The opening lines of this TED talk caught my attention, in her TED talk There is more to life than being happy speaker Emily Esfahani Smith says –
Everyone said the path to happiness was success, so I searched for that ideal job, that perfect boyfriend, that beautiful apartment. But instead of ever feeling fulfilled, I felt anxious and adrift. And I wasn’t alone; my friends – they struggled with this, too.
Emily Esfahani Smith is a writer, she writes about the human experience — why we are the way we are, and how we can find meaning and grace in a world that’s full of suffering. She is the author of ‘The Power of Meaning: Finding Fulfillment in a World Obsessed With Happiness‘. In her book and this TED Talk, she argues that we’re chasing the wrong goal – a life of meaning, not happiness, should be our aim.
This is what Ms. Smith contemplates and goes on to elaborate in her TED talk –
Is there more to life than being happy? And what’s the difference between being happy and having meaning in life? Many psychologists define happiness as a state of comfort and ease, feeling good in the moment. Meaning, though, is deeper. The renowned psychologist Martin Seligman says meaning comes from belonging to and serving something beyond yourself and from developing the best within you.
So this all made me wonder: How can we each live more meaningfully? To find out, I spent five years interviewing hundreds of people and reading through thousands of pages of psychology, neuroscience and philosophy. Bringing it all together, I found that there are what I call four pillars of a meaningful life. And we can each create lives of meaning by building some or all of these pillars in our lives.
Watch her talk here as she discusses these pillars of meaningful, fulfilling life.
The four pillars that she has outlined in her talk are – belonging (sense of belonging, as in relations), purpose (or calling), transcendence (I’d relate it to the state of flow) and narrative (the story you’d tell about yourself). I could connect these pillars to some of the articles I have written here and the links in the brackets would take you the related articles.

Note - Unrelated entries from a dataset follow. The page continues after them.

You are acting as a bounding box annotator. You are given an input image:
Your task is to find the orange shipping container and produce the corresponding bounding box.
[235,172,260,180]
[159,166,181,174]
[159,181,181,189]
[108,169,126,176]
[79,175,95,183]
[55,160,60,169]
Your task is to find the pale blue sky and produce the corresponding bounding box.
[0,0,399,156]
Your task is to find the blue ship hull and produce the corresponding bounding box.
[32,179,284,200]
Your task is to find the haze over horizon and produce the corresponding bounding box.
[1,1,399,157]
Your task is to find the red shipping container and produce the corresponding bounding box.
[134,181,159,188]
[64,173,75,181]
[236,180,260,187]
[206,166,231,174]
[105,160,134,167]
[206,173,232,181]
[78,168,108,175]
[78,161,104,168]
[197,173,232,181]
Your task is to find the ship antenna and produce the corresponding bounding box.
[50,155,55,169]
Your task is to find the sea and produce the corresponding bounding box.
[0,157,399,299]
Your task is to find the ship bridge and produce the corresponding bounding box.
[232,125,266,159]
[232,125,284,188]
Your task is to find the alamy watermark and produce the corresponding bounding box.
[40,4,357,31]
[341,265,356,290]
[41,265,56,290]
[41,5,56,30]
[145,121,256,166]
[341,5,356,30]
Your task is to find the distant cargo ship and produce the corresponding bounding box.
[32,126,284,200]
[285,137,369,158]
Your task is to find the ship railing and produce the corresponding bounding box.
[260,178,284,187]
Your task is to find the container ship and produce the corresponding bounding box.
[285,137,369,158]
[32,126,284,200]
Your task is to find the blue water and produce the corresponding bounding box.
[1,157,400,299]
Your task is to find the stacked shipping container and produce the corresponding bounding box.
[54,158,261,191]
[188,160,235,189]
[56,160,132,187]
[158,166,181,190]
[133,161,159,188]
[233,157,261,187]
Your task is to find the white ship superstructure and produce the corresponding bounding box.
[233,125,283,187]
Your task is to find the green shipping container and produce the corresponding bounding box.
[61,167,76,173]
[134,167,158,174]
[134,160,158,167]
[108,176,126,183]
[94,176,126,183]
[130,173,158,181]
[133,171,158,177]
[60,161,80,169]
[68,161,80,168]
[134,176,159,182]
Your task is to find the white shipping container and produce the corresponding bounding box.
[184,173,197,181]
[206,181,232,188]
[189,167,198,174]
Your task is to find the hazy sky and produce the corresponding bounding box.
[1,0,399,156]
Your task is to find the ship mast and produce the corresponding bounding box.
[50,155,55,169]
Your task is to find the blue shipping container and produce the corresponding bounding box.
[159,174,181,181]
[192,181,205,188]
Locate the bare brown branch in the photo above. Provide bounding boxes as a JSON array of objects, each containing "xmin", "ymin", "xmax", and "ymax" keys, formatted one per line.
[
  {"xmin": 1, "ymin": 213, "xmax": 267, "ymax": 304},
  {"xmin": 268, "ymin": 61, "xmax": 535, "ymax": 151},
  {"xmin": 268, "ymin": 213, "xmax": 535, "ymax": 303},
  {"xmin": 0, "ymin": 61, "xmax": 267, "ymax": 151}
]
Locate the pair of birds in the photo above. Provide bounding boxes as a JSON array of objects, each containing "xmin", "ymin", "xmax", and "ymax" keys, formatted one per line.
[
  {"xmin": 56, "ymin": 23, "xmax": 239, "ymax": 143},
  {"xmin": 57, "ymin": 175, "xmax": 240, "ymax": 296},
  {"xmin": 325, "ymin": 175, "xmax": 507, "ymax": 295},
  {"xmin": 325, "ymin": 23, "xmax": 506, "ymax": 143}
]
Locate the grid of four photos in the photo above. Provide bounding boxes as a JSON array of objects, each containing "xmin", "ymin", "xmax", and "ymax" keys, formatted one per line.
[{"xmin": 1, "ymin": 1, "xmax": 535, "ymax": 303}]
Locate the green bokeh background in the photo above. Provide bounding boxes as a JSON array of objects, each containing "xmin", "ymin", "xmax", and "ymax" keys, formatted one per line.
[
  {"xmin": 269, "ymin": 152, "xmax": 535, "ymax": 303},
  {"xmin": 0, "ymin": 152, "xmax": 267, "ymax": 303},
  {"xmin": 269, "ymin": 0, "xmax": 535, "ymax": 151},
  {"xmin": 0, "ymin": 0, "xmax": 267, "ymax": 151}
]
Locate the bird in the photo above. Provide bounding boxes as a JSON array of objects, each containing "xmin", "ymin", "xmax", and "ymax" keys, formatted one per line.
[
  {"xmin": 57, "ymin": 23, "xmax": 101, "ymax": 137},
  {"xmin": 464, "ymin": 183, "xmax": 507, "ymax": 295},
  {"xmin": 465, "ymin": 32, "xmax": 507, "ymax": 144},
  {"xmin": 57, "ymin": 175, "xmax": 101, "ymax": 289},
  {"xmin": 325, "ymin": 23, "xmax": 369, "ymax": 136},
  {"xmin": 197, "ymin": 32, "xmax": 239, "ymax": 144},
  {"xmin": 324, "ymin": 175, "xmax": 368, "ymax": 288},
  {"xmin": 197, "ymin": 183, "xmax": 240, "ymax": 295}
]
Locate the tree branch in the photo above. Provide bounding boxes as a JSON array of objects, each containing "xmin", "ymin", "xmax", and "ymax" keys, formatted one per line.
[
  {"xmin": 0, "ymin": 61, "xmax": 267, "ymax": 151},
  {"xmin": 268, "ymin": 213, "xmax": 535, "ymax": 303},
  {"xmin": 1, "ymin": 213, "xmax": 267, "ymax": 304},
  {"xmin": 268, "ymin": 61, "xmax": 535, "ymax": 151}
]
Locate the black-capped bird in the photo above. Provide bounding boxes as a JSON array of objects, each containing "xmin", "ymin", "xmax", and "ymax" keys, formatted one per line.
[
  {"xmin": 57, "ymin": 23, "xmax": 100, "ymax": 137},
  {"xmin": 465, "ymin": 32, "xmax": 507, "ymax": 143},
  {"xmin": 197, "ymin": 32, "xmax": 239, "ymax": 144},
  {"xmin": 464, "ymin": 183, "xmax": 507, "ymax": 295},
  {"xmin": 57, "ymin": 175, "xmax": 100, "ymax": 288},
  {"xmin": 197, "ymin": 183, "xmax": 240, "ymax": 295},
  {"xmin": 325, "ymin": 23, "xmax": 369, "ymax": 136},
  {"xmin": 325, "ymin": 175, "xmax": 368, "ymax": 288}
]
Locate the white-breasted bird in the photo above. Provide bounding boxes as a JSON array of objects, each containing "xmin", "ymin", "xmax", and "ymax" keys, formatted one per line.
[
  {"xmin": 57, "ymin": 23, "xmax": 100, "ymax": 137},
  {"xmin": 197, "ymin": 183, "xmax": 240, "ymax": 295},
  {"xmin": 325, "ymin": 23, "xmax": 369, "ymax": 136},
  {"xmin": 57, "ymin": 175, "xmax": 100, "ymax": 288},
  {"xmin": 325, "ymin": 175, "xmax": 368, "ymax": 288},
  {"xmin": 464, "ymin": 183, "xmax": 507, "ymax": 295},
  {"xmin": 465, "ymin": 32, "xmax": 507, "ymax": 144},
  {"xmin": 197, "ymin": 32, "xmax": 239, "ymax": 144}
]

Emily Esfahani Smith talks about these pillars with examples from her own life as well as her friends’ lives. It is particularly touching how she finishes this talk with her father’s story where all these four pillars are evident –
My dad is a carpenter and a Sufi. It’s a humble life, but a good life. Lying there facing death, he had a reason to live: love. His sense of belonging within his family, his purpose as a dad, his transcendent meditation, repeating our names — these, he says, are the reasons why he survived. That’s the story he tells himself.
That’s the power of meaning. Happiness comes and goes. But when life is really good and when things are really bad, having meaning gives you something to hold on to.